Suppose you've a posts table, a tags table, and a post2tag table:

posts (
 id
)

tags (
 id
)

post2tag (
 post_id fkey posts(id),
 tag_id fkey tags(id)
)

我需要一些东西:

  1. 能够准确显示帖子在任意日期时间的样子,包括删除的行.
  2. 跟踪谁在编辑什么,以获得完整的审计跟踪.
  3. 需要一组物化视图(实时"表)以保持参照完整性(即日志记录应该对开发人员透明).
  4. 需要对实时最新的草稿行保持适当的速度.
  5. 能够将草稿帖子与实时帖子共存.
  1. Being able to show exactly how a post looked like at an arbitrary datetime, including for deleted rows.
  2. Keep track of who is editing what, for a complete audit trail.
  3. Needs a set of materialized views ("live" tables) for the sake of keeping referential integrity (i.e. logging should be transparent to the developers).
  4. Needs to be appropriately fast for live and the latest draft rows.
  5. Being able to have a draft post coexist with a live post.

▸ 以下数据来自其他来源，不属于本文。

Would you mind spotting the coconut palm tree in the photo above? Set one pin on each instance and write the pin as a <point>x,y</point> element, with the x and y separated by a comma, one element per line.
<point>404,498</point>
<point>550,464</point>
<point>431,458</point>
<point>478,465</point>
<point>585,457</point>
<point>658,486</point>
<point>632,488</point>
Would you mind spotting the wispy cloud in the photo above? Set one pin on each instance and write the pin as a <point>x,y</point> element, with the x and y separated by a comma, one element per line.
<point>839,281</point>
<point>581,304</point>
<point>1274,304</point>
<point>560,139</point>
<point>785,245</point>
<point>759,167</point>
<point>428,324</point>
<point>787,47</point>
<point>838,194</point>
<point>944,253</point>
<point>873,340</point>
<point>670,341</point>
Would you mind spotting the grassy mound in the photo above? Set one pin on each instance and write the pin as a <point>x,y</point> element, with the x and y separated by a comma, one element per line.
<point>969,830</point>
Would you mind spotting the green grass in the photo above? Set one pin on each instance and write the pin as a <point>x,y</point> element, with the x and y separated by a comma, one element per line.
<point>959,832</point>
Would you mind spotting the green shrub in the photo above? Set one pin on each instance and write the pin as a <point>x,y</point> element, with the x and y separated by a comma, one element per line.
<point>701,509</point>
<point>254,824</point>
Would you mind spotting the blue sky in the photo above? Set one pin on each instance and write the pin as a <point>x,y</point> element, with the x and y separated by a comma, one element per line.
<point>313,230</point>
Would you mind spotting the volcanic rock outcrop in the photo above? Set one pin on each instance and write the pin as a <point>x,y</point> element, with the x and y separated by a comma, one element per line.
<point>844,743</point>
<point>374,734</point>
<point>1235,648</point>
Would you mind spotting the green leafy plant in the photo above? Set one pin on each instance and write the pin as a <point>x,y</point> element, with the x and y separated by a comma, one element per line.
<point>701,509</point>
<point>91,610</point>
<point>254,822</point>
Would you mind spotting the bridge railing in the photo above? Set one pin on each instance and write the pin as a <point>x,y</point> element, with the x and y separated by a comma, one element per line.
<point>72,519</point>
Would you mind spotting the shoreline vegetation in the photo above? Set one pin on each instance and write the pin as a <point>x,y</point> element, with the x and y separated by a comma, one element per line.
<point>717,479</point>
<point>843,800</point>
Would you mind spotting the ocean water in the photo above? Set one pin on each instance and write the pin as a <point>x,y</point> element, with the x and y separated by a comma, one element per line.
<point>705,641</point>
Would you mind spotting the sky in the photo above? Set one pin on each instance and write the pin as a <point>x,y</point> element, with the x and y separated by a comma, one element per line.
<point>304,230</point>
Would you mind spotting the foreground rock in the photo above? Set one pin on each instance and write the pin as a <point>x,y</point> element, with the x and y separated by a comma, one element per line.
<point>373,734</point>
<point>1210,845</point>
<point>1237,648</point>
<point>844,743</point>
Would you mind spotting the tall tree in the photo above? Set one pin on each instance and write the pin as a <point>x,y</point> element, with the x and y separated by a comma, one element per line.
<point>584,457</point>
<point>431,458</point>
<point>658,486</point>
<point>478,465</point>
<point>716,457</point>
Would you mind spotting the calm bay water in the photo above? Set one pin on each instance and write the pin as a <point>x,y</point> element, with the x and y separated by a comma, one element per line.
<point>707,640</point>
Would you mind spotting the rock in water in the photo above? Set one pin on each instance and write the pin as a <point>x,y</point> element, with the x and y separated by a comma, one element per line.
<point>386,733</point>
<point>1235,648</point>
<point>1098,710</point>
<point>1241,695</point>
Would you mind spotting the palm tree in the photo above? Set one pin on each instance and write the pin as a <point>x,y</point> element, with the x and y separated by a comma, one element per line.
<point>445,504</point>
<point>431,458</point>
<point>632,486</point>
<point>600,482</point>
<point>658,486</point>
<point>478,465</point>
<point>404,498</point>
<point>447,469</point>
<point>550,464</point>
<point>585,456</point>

我一直在研究各种选项.到目前为止,我想出的最好的(没有点 #4/#5)看起来有点像 SCD type6-hybrid 设置,但不是有当前的布尔值,而是当前行的物化视图.出于所有意图和目的,它看起来像这样:

I've been investigating various options. So far, the best I've come up with (without points #4/#5) looks a bit like the SCD type6-hybrid setup, but instead of having a current boolean there's a materialized view for the current row. For all intents and purposes, it looks like this:

posts (
 id pkey,
 public,
 created_at,
 updated_at,
 updated_by
)

post_revs (
 id,
 rev pkey,
 public,
 created_at,
 created_by,
 deleted_at
)

tags (
 id pkey,
 public,
 created_at,
 updated_at,
 updated_by
)


tag_revs (
 id,
 public,
 rev pkey,
 created_at,
 created_by,
 deleted_at
)

post2tag (
 post_id fkey posts(id),
 tag_id fkey tags(id),
 public,
 created_at,
 updated_at,
 updated_by
)

post2tag_revs (
 post_id,
 tag_id,
 post_rev fkey post_revs(rev), -- the rev when the relation started
 tag_rev fkey tag_revs(rev), -- the rev when the relation started
 public,
 created_at,
 created_by,
 deleted_at,
 pkey (post_rev, tag_rev)
)

我正在使用 pg_temporal 来维护周期(created_at、deleted_at)上的索引.我使用触发器使各种表保持同步.Yada yada yada... 我创建了触发器,允许取消对帖子/标签的编辑,这样草稿就可以存储到 rev 中而不被发布.效果很好.

I'm using pg_temporal to maintain indexes on period(created_at, deleted_at). And I keep the various tables in sync using triggers. Yada yada yada... I created the triggers that allow to cancel an edit to posts/tags in such a way that the draft gets stored into the revs without being published. It works great.

除非我需要担心 post2tag 上的草稿行相关关系.在那种情况下,一切都变得混乱了,这向我暗示我在那里遇到了某种设计问题.但我的想法不多了...

Except when I need to worry about draft-row related relations on post2tag. In that case, all hell breaks loose, and this hints to me that I've some kind of design problem in there. But I'm running out of ideas...

我考虑过引入数据重复(即为每个修订草案引入 n 个 post2tag 行).这种工作,但往往比我希望的要慢得多.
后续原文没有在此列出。